If you have a business, you need a website. No question. You are losing money every day you do without a site, so don’t even think you can’t afford it. Just get one.
What if you don’t have a business, though? We know a girl who is getting ready to launch a nail polish company as soon as she figures out the manufacturing issue, and a guy who has a dream business he’s going to start once he finishes school. They’re not ready for websites yet.
We also know this band, which will provide our example. They don’t want a website yet because they don’t have enough recordings of their music, they don’t have time between classes and day jobs to look after a website, and their bassist moved to Austin so they need to replace him before they can accept any more gigs. They’re not ready for a website.
If you’re in this position, what should you do while you wait? “Nothing — I’ll think about it when I’m ready to build a site” is not the right answer.
- Get your domain name. Right now. It costs very little to register the perfect domain name, and it can cost a lot to get it out of the clutches of someone who buys it for the purpose of selling it to you. If the name of your company (or band) is available, get it. If it’s not available, get the closest you can, or change the name of the company to something you can get. Read more about this issue: “Should You Choose a Global Domain?” and “Choosing Your Domain Name.”

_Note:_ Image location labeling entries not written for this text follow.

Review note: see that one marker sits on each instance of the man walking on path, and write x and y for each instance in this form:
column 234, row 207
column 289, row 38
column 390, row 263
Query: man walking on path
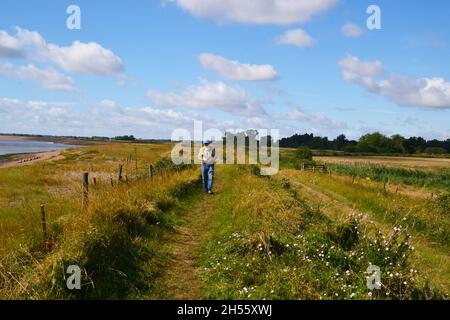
column 207, row 155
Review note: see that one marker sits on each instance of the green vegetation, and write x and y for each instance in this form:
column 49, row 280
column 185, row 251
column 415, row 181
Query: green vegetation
column 304, row 154
column 415, row 177
column 374, row 143
column 267, row 244
column 293, row 236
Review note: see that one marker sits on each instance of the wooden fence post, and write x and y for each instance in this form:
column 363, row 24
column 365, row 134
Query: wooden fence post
column 150, row 172
column 85, row 188
column 43, row 221
column 120, row 173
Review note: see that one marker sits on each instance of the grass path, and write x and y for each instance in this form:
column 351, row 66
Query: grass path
column 430, row 259
column 180, row 281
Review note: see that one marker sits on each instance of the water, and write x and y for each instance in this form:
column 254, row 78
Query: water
column 13, row 146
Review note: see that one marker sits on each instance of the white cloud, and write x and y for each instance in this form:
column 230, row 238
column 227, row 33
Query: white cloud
column 431, row 93
column 9, row 46
column 278, row 12
column 318, row 119
column 351, row 30
column 86, row 58
column 296, row 37
column 82, row 58
column 209, row 95
column 48, row 78
column 234, row 70
column 105, row 118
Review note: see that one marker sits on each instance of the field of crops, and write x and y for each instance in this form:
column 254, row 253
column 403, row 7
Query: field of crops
column 296, row 235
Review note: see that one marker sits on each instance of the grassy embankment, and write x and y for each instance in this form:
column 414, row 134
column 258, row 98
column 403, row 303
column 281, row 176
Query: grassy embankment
column 258, row 238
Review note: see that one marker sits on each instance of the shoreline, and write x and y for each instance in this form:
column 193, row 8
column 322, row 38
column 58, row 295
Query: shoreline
column 23, row 159
column 59, row 140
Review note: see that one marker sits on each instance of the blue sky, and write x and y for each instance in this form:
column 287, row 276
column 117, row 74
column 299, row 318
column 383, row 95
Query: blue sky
column 149, row 67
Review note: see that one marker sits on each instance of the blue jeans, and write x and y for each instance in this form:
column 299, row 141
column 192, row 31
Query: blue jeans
column 207, row 176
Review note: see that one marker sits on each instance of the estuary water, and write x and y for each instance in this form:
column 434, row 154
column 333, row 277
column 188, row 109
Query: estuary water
column 13, row 146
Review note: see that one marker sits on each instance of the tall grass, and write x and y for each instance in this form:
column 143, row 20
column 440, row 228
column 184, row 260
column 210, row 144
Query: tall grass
column 267, row 243
column 415, row 177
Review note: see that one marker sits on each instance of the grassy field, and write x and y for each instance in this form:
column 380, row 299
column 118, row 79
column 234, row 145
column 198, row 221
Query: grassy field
column 297, row 235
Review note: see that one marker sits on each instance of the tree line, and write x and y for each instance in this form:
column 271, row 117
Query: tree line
column 369, row 143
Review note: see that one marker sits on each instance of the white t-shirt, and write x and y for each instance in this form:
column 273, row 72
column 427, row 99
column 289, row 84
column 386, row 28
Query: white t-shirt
column 207, row 154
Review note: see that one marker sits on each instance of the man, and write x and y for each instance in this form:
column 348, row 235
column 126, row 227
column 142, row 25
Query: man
column 207, row 155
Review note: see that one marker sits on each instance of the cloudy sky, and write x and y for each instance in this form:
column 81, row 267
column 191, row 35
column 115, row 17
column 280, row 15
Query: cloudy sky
column 149, row 67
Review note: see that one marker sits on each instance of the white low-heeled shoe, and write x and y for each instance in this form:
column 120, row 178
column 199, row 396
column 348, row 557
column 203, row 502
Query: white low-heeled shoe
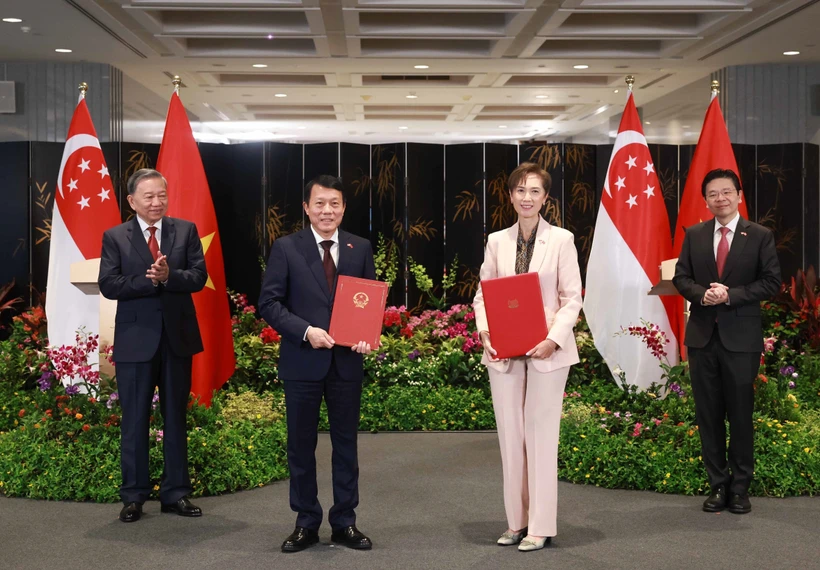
column 529, row 544
column 510, row 538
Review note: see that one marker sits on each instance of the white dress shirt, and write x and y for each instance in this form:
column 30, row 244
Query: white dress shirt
column 334, row 249
column 144, row 227
column 730, row 235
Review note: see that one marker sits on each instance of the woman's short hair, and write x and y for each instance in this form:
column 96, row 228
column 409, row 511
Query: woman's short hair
column 519, row 175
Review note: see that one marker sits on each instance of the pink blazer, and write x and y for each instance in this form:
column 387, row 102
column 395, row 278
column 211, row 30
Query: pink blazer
column 555, row 259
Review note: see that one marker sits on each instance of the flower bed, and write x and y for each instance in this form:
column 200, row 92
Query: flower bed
column 59, row 443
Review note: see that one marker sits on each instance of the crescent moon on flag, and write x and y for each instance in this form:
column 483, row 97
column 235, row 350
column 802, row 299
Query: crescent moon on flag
column 72, row 145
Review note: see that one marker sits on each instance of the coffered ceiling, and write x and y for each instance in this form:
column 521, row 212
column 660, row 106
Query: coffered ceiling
column 382, row 70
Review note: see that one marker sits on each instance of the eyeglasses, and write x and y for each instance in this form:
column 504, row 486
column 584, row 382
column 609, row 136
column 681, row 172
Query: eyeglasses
column 726, row 193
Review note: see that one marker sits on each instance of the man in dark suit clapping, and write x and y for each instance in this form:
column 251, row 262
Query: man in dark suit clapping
column 155, row 338
column 296, row 300
column 727, row 266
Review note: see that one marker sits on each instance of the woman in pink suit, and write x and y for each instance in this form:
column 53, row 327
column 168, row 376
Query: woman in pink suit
column 528, row 391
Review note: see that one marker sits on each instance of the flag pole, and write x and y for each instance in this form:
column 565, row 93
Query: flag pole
column 715, row 88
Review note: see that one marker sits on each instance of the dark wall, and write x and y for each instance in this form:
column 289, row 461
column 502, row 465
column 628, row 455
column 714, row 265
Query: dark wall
column 433, row 201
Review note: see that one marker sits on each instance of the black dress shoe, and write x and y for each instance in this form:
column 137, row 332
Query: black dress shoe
column 131, row 512
column 352, row 538
column 716, row 501
column 183, row 507
column 300, row 539
column 739, row 504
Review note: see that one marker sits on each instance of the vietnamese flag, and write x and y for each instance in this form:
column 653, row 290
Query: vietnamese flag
column 714, row 150
column 189, row 198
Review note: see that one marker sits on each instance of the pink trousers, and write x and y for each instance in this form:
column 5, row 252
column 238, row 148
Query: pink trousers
column 527, row 406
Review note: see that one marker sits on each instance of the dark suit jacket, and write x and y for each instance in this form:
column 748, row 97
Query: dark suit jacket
column 752, row 273
column 142, row 309
column 295, row 295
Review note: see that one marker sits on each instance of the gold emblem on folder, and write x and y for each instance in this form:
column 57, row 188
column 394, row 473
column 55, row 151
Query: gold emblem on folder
column 361, row 300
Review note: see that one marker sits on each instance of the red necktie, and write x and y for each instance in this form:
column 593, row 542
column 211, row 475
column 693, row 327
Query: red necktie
column 153, row 246
column 327, row 263
column 723, row 251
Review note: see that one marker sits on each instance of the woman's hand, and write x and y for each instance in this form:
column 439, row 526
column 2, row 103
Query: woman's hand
column 543, row 349
column 488, row 348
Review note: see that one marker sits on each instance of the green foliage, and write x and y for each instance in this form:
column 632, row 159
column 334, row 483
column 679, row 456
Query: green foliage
column 72, row 452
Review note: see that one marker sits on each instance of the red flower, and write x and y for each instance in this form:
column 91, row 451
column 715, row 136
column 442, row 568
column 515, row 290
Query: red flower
column 269, row 335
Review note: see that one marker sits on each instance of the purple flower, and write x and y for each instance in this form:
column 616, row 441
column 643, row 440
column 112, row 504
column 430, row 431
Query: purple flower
column 45, row 381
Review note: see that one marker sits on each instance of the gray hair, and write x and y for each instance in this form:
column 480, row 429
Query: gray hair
column 143, row 174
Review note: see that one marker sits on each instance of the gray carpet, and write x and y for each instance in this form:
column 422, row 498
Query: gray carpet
column 427, row 501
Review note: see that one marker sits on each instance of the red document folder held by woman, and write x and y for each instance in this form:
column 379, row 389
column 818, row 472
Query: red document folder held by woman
column 515, row 314
column 358, row 311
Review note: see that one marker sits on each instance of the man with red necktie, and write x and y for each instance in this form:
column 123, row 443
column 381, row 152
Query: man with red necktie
column 151, row 265
column 727, row 266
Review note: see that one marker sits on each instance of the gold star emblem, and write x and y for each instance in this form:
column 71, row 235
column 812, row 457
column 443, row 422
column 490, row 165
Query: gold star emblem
column 206, row 243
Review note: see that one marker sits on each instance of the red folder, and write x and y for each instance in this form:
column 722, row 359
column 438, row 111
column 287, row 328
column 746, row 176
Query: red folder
column 515, row 313
column 358, row 311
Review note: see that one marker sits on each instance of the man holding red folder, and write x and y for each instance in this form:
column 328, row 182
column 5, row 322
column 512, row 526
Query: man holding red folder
column 297, row 300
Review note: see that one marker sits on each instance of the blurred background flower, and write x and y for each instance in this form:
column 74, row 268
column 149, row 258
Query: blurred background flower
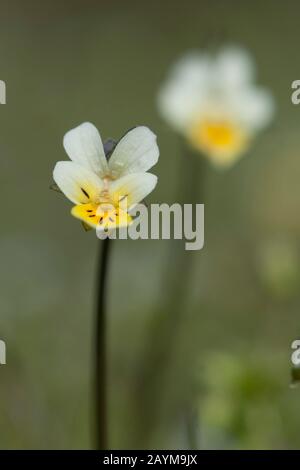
column 67, row 62
column 213, row 101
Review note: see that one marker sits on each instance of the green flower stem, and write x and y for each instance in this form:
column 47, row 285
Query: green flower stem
column 162, row 394
column 100, row 350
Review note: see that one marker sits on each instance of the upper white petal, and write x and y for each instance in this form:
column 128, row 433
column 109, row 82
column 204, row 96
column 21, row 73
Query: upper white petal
column 233, row 67
column 83, row 144
column 79, row 184
column 186, row 90
column 135, row 187
column 136, row 152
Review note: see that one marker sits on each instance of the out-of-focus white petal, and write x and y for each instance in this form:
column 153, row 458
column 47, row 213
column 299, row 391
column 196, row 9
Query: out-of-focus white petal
column 255, row 107
column 83, row 144
column 79, row 184
column 133, row 187
column 233, row 68
column 181, row 97
column 136, row 152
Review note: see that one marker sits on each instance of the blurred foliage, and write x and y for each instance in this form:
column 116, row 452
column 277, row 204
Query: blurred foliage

- Gather ideas about your brand. Basement Brew has a hard time thinking about things in visual terms, so they’ve looked at some other bands’ sites, and they commissioned a few headers to get some ideas about what they might like. Having a clear idea about how you want your site to look can really speed up the process. Use a site like Pinterest to collect images to help you clarify your thoughts.
- Get your content together. Basement Brew is working on getting some good recordings, photos, and videos. A company like ours can help with these things, but it can be a lengthy process if you want lots of things on your site: product photos, testimonials, reviews, and such should be gathered up and kept in a file so you can find them easily.
- Establish an online presence. Basement Brew set up a page at Bandcamp and a Facebook page. You can do as much of this as you are likely to keep up. When you get your website up, go back and add links.
- Set up lots of free sites. Some companies create and abandon multiple sites at free venues while they’re thinking about having a proper website made. See our social media advice on how to determine whether or not to set up your social media profile all over the place. With the caveats in that article, it’s generally good to have control over your company name in as many places as possible. However, it’s not good to have badly designed sites all over the web with your name on them. They will come back to haunt you.
- Establish a negative social media presence. Without a website or an IRL business, you may feel anonymous. Don’t get to feeling so anonymous that you think you can post nude hot tub photos or engage in virtual screaming matches with people. Once your site is up, people will search for your name. You don’t want competition from stuff you should have kept private. Hint: nothing on the internet is really private.
- Wait too long. The longer your site is up, the better it will perform; longevity is part of the search engine algorithms. As soon as you can, get that site up and working for you. Basement Brew isn’t quite ready, but they can expect to get more gigs with a website than without, and websites can be updated easily. If they have a website but don’t work to promote it, they won’t suddenly be overrun with traffic and fans. Neither will your business.